After Golden Gate took its stake, Weiss, who had been ceo of Express until 1993 and served as its president from 1997 to 2004, was rehired by the company as president and ceo in July 2007.
Express also converted its stores to a dual-gender format, redesigned its go-tomarket strategy and launched an e-commerce platform.
In the most recent quarter, Express said e-commerce merchandise sales rose 57.1 percent to $27.3 million, from $17.4 million in the first quarter. As a result, secondquarter e-commerce sales were 6.4 percent of total volume, which amounted to $426.5 million, in the period ended July 31. The retailer said on its second-quarter call that e-commerce is a “substantial top- and bottom- line opportunity” that it hopes to grow to approximately 10 to 15 percent of total sales in the near future.

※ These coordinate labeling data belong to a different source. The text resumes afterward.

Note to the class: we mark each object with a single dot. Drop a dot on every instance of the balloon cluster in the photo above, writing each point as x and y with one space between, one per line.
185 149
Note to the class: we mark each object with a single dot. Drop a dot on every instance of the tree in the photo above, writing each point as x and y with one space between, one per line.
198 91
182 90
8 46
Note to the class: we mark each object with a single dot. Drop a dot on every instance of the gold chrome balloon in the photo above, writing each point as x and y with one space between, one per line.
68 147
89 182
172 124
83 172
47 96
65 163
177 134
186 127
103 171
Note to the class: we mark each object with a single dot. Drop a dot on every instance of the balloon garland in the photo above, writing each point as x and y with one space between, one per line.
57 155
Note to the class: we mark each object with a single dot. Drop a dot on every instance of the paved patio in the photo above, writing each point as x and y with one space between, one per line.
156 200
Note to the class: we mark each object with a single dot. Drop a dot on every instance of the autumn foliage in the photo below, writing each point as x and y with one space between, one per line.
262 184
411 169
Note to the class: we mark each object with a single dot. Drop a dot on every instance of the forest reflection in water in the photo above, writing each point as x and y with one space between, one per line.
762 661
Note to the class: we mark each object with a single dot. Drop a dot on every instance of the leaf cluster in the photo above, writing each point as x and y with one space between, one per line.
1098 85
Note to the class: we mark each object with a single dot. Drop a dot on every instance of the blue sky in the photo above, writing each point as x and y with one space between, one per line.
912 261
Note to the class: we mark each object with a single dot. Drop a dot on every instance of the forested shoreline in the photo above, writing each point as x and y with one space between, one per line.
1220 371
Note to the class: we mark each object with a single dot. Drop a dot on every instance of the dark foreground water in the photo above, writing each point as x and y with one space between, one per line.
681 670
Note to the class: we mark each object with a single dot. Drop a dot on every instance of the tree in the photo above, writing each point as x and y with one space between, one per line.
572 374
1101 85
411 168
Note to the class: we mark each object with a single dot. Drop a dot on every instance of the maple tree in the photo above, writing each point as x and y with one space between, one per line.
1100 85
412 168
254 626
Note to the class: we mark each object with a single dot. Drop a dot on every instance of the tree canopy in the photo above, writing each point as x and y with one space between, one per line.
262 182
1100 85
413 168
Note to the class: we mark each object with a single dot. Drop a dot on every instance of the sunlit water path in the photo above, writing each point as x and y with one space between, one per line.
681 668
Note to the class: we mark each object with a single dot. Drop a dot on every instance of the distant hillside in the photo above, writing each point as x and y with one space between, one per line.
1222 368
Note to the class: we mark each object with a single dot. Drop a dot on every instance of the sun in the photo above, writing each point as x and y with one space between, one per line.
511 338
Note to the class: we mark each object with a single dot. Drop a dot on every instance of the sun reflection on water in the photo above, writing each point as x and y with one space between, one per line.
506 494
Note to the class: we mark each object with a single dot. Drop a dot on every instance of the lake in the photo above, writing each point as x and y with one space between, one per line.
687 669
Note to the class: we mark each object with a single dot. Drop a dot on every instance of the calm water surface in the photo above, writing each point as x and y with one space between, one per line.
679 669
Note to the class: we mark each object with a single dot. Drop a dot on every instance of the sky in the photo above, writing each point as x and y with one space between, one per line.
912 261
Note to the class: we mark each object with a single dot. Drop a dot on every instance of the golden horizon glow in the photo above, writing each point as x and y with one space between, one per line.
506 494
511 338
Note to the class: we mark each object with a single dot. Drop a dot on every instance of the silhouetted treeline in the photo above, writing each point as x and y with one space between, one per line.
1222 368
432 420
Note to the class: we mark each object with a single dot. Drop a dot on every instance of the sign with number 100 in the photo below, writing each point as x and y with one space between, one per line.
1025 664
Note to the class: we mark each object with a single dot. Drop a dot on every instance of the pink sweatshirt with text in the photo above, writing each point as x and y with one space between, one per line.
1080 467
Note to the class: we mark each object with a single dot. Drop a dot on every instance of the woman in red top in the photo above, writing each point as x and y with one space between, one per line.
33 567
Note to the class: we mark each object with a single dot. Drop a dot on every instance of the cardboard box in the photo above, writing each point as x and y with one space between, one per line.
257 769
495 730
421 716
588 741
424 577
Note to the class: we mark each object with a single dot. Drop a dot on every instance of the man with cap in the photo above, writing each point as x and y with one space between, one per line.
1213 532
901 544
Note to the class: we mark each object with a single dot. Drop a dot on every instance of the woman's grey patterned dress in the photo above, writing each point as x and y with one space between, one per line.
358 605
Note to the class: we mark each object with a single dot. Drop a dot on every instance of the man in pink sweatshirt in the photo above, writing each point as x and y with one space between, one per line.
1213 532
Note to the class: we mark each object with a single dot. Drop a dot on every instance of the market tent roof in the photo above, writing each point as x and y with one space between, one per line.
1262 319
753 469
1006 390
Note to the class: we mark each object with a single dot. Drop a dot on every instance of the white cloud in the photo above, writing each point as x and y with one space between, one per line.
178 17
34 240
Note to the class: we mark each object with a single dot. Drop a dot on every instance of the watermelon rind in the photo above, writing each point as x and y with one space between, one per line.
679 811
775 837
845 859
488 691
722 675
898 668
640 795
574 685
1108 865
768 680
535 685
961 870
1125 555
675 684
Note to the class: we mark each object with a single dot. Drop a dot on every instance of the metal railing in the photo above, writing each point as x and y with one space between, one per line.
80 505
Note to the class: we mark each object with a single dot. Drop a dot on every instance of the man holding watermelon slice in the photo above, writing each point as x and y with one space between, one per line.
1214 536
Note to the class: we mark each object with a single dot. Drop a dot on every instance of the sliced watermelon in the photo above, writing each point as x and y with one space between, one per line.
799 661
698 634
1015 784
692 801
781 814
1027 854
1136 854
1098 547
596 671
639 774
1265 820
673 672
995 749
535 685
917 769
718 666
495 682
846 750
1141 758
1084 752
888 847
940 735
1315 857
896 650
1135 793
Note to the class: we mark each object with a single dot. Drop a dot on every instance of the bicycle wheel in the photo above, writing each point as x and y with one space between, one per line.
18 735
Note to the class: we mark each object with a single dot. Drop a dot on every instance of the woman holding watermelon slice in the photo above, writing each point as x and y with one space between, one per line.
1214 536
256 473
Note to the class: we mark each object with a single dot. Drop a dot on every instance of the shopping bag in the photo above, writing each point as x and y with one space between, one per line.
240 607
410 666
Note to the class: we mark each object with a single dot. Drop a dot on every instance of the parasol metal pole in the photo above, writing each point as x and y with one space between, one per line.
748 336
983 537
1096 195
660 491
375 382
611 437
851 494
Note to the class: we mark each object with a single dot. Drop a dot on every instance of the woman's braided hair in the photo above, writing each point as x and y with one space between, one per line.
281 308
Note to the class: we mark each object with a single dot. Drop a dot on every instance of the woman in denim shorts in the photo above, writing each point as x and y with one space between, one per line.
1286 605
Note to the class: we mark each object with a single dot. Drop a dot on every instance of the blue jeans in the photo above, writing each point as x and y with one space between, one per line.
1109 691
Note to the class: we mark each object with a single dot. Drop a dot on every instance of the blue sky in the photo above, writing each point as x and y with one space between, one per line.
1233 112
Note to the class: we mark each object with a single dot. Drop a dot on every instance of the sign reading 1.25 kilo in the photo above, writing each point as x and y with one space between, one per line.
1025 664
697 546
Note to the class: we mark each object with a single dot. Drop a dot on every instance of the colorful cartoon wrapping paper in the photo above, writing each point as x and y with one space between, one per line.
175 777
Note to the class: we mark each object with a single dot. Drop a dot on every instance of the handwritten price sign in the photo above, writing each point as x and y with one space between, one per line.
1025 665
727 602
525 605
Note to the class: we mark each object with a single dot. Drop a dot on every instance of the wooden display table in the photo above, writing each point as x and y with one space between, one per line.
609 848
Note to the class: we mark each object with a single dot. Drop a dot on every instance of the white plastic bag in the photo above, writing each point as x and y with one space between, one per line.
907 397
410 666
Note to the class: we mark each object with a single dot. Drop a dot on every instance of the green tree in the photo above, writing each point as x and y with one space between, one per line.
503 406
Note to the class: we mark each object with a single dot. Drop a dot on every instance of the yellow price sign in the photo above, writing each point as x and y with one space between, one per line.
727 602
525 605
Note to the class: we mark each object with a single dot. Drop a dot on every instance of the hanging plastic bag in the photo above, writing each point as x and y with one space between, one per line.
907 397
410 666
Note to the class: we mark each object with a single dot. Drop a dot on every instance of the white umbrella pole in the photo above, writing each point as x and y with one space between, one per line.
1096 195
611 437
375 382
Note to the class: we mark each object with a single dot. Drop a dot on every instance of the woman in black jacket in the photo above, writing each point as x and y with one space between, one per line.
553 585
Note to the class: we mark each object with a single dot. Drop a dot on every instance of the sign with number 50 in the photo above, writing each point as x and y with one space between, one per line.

It’s easy to forget that all this talk of growth vehicles and burgeoning sales opportunities came from a recent earnings call — just the company’s second since going public.
In February, 30 years after its inception, Express announced plans for a $200 million initial public offering. It set terms for its IPO in April to raise more than $300 million, giving it a market cap of $1.7 billion. On May 13, Express, trading under the symbol EXPR on the New York Stock Exchange, sold 16 million shares for $17 each, raising approximately $272 million. The stock closed at $16.75 that day.
Since May, the retailer’s stock price has fluctuated from just under $19 a share to just under $13 a share. Last month, shares of Express averaged $14.82 a share. (For more on the IPO, see page 7.)